Em Pelotas, um grupo de 30 pessoas planeja investir na criação de peixe nos próximos meses. Eles fazem parte da Associação de Aquicultores do Rio Grande do Sul, criada há dois anos no município. "Pelotas tem muito peixe na zona rural, mas a escala de produção é praticamente inexistente. O produtor tem um açude, mas cultiva peixe para subsistência, não tem finalidade comercial", diz o secretário executivo da associação, Roberto Ferro.
A ideia é cada um dos associados investir em três tanques por propriedade, gerando um volume de 270 toneladas por ano, a serem negociadas para a merenda escolar de municípios da região. "É bom pela diversificação da produção, como complemento de renda", diz Ferro, que estima tempo de retorno de um ano e meio.
Aumentar a escala de produção é o principal desafio para incentivar os piscicultores
Produção estadual alcança 14,8 milhões de toneladas anuais de peixes
/EMATER-RS ASCAR/DIVULGAÇÃO/JC
O produtor Sigmar Scheer cria peixes há 20 anos em uma propriedade de Roca Sales, região Central do Estado. Começou com apenas um açude na propriedade e, aos poucos, alcançou produção "razoável", em suas palavras. Mas ele queria mais, sentia que tinha espaço para crescer na região, que comprava tudo que tinha a oferecer. Resolveu apostar então, há cinco anos, na produção em parceria com outros criadores próximos. Hoje, ele produz alevinos (estágio embrionário do peixe) para os integrados, presta assistência e depois recolhe a produção, que abate na Piscicultura Scheer. "Ampliamos a produção em 40%", comemora o empresário. "A demanda é muito grande, abatemos o ano inteiro."

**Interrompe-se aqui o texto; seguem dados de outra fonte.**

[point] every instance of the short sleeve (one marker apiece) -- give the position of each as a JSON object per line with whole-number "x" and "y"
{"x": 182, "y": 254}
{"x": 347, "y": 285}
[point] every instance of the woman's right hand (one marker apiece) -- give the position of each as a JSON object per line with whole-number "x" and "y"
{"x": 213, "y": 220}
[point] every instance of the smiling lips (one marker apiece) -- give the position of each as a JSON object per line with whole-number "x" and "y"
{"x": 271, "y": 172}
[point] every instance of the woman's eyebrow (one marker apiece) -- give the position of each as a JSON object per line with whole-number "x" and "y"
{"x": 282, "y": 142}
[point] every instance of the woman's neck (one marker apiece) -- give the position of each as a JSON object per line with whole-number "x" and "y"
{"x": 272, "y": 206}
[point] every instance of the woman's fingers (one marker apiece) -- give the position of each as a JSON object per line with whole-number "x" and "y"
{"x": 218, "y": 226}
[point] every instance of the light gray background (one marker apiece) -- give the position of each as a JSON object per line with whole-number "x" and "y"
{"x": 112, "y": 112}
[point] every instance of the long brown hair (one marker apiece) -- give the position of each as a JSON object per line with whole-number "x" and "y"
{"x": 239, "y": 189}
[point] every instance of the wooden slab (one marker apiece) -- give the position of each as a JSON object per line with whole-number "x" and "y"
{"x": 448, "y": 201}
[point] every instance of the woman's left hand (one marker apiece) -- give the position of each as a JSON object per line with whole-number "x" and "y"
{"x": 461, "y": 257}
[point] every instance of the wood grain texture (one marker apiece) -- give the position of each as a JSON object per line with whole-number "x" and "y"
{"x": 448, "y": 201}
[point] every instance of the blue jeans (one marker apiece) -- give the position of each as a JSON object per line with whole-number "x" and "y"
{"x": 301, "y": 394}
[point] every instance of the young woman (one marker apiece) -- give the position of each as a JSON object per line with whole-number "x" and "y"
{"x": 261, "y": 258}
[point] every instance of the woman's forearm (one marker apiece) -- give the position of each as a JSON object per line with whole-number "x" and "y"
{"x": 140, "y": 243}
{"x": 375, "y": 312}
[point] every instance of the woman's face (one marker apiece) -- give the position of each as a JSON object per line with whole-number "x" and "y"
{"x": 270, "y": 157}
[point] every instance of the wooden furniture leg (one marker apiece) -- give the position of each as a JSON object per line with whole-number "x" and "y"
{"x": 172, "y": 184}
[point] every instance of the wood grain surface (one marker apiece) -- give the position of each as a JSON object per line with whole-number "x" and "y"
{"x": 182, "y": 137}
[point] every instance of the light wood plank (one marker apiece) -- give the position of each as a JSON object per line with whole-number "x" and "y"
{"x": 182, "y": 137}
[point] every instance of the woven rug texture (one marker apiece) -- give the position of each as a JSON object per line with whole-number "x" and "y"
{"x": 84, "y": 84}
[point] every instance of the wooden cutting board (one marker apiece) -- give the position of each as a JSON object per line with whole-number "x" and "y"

A escala é vista como principal dificuldade aos produtores gaúchos. De acordo com a Secretaria de Desenvolvimento Rural, Pesca e Cooperativismo (SDR), existem em torno de 18 mil famílias de pescadores e 50 mil famílias de criadores de peixe no Estado. Eles produzem, a cada ano, 14,8 milhões de toneladas do produto, cerca de 3,1% da produção brasileira, conforme pesquisa mais recente do Instituto Brasileiro de Geografia e Estatística (IBGE), relativa a 2015. "Mas quem tem a piscicultura como atividade principal ou secundária de grande importância não chega a 1,2 mil no Estado. A produção é incipiente", pondera o diretor de Pesca e Aquicultura da SDR, Ricardo Núncio.
O consumo de pescado no Brasil é de 14,4 quilos por habitante/ano, conforme o governo federal, superando o recomendado pela Organização Mundial da Saúde, de 12 quilos por habitante/ano. O consumo anual de peixe no Estado seria, portanto, algo em torno de 162,5 mil toneladas, considerando 11,29 milhões habitantes em 2016, estimativa do IBGE. Ou seja, a demanda é 11 vezes maior que a produção no Rio Grande do Sul.
Foi esse mercado aquecido que convenceu Renato Kohlrausch, 58 anos, a investir no cultivo de peixes há 12 anos. Após anos trabalhando na indústria, o produtor buscou uma atividade que complementasse a renda. Tentou a criação de gado e ovinos, antes de encontrar na piscicultura a melhor opção para a sua realidade. Hoje, a produção de peixes em 1,4 hectares de lâmina d'água é o que mantém financeiramente a propriedade, que gera 70 toneladas, principalmente de tilápia, por ano. "Vinha dobrando todo ano a produção, este ano não consegui dobrar e vai faltar peixe para venda. A demanda é muito alta", conta Kohlrausch, que comercializa o quilo, em média, a R$ 5,50.
Núncio, da SDR, conta que o governo estadual está fomentando a atividade por meio de abertura de tanques em pequenas propriedades rurais. Em parceria com os municípios, o Estado oferece trabalho de escavação a R$ 40,00 por hora, o que significaria em torno de 20% do valor de mercado, segundo ele. Em 2016, foram abertos 800 tanques, e outros 120 já foram finalizados nos três primeiros meses de 2017. "Queremos abrir mais 500 até o final do ano", projeta.